Arrivent ensuite les crackers et les confidences de part et d’autre. Je mets un pied dans l’intimité de ce quatuor. Un couple est belge et l’autre suisse. Ils ont fait connaissance quelques années auparavant et depuis, chaque année ils se revoient pour passer deux ou trois jours ensemble. De mon coté, j’évoque mon aventure. Ils sont surpris et me prodiguent gentiment quelques conseils paternels de prudence. Visiblement très conformistes et peu téméraires, ils doivent sans doute me trouver écervelée, mais ils sont suffisamment polis et respectueux pour ne pas me faire part de leur jugement. Par leur tempérance un peu vieillotte, leurs propos attentionnés et à travers leurs plaisanteries gentillettes, ils sont attachants.

J’ai parfois le sens de l’a-propos qui dérape un peu. Le chef d’orchestre de cette petite surprise-partie inattendue, détaillant consciencieusement le paquet de gâteaux, explique :

  • Ce sont des gâteaux allégés. Cinquante pour cent de matières grasses et de calories en moins, et ils sont aussi bons que les autres !

Rassurés de savoir nos artères protégées de ces lipides meurtriers et de voir reculer le spectre de l’infarctus, on se plonge avec bonne conscience dans les délices de leurs pâtisseries et de leur nectar qui me rappelle la douceur d’un Sauternes.

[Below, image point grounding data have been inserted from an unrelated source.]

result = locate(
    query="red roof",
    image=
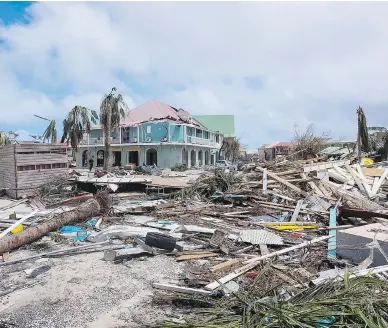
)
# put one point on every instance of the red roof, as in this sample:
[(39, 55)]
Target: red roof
[(155, 110), (279, 144)]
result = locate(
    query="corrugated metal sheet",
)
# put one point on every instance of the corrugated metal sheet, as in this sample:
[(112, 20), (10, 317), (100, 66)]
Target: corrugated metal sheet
[(156, 110), (222, 123), (257, 237)]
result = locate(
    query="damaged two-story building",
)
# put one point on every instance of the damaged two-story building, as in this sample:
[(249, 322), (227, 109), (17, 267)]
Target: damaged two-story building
[(154, 133)]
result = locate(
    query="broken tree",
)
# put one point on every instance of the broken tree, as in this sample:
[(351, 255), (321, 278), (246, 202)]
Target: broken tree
[(87, 209)]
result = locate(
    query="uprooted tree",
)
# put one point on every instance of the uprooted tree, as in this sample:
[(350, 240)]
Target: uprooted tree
[(306, 144)]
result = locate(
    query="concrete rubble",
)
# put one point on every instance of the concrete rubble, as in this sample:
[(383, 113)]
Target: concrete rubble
[(271, 232)]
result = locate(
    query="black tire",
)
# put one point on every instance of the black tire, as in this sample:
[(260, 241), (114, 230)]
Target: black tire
[(159, 240)]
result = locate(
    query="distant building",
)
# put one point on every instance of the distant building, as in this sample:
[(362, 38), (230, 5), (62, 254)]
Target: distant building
[(154, 133), (25, 166), (221, 123), (271, 151)]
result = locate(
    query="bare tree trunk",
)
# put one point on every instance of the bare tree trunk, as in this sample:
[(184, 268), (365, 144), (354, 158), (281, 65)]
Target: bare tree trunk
[(108, 131), (87, 209)]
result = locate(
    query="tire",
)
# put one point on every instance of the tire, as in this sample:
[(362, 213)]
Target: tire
[(159, 240)]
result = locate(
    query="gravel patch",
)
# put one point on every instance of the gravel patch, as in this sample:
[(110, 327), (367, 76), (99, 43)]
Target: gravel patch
[(84, 291)]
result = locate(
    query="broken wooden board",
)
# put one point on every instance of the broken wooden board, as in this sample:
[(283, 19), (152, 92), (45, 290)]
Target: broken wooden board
[(225, 265), (297, 210), (252, 263), (282, 181), (195, 256), (372, 172), (179, 289)]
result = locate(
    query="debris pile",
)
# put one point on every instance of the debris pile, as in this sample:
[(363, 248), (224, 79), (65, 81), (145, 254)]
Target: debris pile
[(289, 244)]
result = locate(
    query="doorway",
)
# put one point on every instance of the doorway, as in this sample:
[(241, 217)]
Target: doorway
[(117, 158), (133, 157), (151, 157), (100, 158)]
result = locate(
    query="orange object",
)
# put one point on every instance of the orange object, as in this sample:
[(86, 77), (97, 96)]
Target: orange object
[(251, 274)]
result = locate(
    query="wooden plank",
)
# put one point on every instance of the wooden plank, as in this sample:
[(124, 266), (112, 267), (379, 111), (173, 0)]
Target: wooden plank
[(336, 176), (282, 181), (20, 221), (179, 289), (195, 256), (332, 244), (265, 181), (313, 186), (252, 263), (377, 186), (297, 210), (372, 172), (356, 179), (264, 249), (324, 166), (225, 265)]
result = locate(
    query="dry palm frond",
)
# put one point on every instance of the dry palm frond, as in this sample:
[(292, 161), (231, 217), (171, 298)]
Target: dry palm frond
[(76, 123), (4, 140), (51, 132), (207, 185), (112, 110), (357, 302), (306, 143)]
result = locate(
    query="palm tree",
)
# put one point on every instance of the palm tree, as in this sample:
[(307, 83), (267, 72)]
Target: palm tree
[(50, 134), (4, 140), (76, 123), (363, 140), (111, 111)]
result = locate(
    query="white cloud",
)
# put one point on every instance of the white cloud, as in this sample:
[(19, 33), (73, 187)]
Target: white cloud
[(317, 61)]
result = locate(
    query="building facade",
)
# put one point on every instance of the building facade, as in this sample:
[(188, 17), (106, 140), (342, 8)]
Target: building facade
[(154, 133)]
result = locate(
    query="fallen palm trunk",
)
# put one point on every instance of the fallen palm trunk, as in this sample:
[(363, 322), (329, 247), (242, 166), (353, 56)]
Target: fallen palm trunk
[(87, 209)]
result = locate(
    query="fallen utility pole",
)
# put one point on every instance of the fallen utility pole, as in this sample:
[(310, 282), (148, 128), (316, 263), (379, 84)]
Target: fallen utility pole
[(61, 252), (87, 209), (252, 263)]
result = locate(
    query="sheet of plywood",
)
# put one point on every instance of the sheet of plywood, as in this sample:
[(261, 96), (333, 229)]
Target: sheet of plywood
[(195, 256), (225, 265), (372, 172)]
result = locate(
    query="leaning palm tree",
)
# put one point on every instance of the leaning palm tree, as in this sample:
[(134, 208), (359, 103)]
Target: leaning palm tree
[(76, 123), (50, 134), (363, 140), (111, 111), (4, 140)]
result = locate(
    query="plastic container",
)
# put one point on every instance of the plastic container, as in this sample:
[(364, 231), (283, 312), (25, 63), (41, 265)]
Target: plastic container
[(17, 229)]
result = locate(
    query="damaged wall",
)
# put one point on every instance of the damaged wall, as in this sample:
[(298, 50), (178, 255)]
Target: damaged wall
[(25, 167)]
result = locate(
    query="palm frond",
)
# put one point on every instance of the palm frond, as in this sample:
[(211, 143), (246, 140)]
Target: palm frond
[(4, 140), (50, 134), (76, 123)]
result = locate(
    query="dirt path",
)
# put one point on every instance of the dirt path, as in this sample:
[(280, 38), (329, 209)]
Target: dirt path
[(85, 292)]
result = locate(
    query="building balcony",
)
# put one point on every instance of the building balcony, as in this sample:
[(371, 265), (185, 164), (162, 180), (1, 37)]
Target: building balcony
[(130, 140), (99, 141), (200, 141)]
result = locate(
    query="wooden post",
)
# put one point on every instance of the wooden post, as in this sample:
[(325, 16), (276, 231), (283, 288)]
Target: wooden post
[(265, 181), (332, 243)]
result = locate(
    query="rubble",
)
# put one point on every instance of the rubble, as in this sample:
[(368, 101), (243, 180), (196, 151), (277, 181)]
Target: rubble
[(265, 246)]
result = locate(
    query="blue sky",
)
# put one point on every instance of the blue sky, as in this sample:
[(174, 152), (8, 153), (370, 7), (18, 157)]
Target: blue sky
[(272, 65)]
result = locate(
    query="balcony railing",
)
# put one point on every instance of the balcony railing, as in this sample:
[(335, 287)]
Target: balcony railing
[(99, 141), (200, 141)]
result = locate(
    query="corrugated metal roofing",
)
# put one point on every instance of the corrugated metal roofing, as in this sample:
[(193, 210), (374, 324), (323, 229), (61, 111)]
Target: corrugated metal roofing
[(221, 123), (279, 144), (154, 110)]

  • Mumm ! C’est délicieux. Il ira très bien avec un foie gras !

C’est idiot : ça n’existe pas du foie gras allégé. C’est idiot aussi d’avoir répondu quand on m’avait servi le divin breuvage « Juste le fond du verre ! »… j’en aurais volontiers bu le double ou le triple.

Nous allons tous à Kleine Scheiddeg, mais les moyens d’y parvenir et les objectifs sont différents. Ils prendront le train pour aller y manger. De mon coté, je vais utiliser mes jambes et je ne ferai là-haut, au mieux qu’une pause.

 

Après un au-revoir cordial – qui sait, on se reverra peut-être au sommet de ma côte ?- je me remets en route. Après les quartiers périphériques, la piste s’attaque à de la belle montagne. Cette région n’a pas volé sa réputation. Elle est à la hauteur des clichés qui figurent dans les dépliants touristiques vantant l’Oberland Bernois. Malgré la foule que le site attire, je ne rencontre pas grand monde jusqu’à la station ferroviaire intermédiaire de Wengernalp où des touristes se reposent. Ils viennent ou vont à la station de Kleine Scheiddeg, située un peu plus haut, à une vingtaine de minutes de là.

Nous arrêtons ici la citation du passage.